# FAISS (Facebook AI Similarity Search)

FAISS (Facebook AI Similarity Search) is an open-source library developed by Facebook AI Research for efficient similarity search and clustering of dense vectors. It is widely used for building vector stores, which are databases optimized for storing and searching high-dimensional vector embeddings, such as those generated by machine learning models for text, images, or audio.

## Key Points about FAISS Vector Store

- **FAISS enables fast nearest neighbor search** in large datasets of vectors, making it ideal for applications like semantic search, recommendation systems, and information retrieval.
- **Supports both CPU and GPU acceleration**, allowing for scalable performance on large collections.
- **Provides various indexing structures** (e.g., flat, IVF, HNSW) to balance between search speed, memory usage, and accuracy.
- **Commonly used in NLP and AI workflows** to store and retrieve document or sentence embeddings for tasks like document similarity, question answering, and more.

**In summary:**  
FAISS is a powerful tool for managing and searching vector embeddings efficiently in AI-driven applications.

### Crawl the website

In [None]:
from langchain_text_splitters import HTMLHeaderTextSplitter

url = "https://www.chandanys.in/"

headers_to_split_on = [
    ("h1", "Header 1"),
    ("h2", "Header 2"),
    ("h3", "Header 3"),
    ("h4", "Header 4"),
]

html_splitter = HTMLHeaderTextSplitter(headers_to_split_on)
crawled_docs = html_splitter.split_text_from_url(url)

### Init embedding model

In [None]:
from langchain_openai import AzureOpenAIEmbeddings
from dotenv import load_dotenv

load_dotenv()

azOpenAIembeddings = AzureOpenAIEmbeddings(
    model="text-embedding-ada-002",
    api_version="2023-05-15",
)

### FAISS Vector DB

FAISS is in memory vector store, so it will not persist across sessions

In [None]:
from langchain.vectorstores import FAISS

vectorstore = FAISS.from_documents(
    documents=crawled_docs,
    embedding=azOpenAIembeddings
)

### Semantic Search

In [None]:
vectorstore.similarity_search("Chandan's technical stack", k=3)

### Search with Score

In [None]:
vectorstore.similarity_search_with_score(query="technical stack", k=3)

### Search by Vector

In [None]:
user_query="Chandan's technical stack"
user_query_vector=azOpenAIembeddings.embed_query(user_query)
vectorstore.similarity_search_with_score_by_vector(embedding=user_query_vector, k=3)
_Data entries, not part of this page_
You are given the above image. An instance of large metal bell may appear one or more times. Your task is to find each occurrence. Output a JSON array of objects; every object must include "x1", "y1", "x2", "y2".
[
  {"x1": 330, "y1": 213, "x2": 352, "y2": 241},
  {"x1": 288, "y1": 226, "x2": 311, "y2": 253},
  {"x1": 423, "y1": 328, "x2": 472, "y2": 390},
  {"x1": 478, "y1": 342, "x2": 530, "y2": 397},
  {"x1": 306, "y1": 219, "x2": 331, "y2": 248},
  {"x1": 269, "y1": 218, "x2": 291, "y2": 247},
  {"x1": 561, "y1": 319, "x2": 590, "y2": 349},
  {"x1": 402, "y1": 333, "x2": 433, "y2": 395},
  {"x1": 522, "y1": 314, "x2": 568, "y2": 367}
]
### Vector Store as Retriever

We can also convert the vector store into a Retriever object. This makes it easy to integrate with other LangChain methods, as many of them are designed to work with retrievers. Essentially, it serves as a convenient interface.

In [None]:
retriever = vectorstore.as_retriever(search_kwargs = {"k": 3})
retriever.invoke("technical stack")

### Saving FAISS Vector DB Locally

In [None]:
vectorstore.save_local("./faiss_vector_db")

### Load FAISS Vector DB from Local

In [None]:
new_db=FAISS.load_local("faiss_vector_db", azOpenAIembeddings, allow_dangerous_deserialization=True)
new_db.similarity_search(query="technical stack", k=3)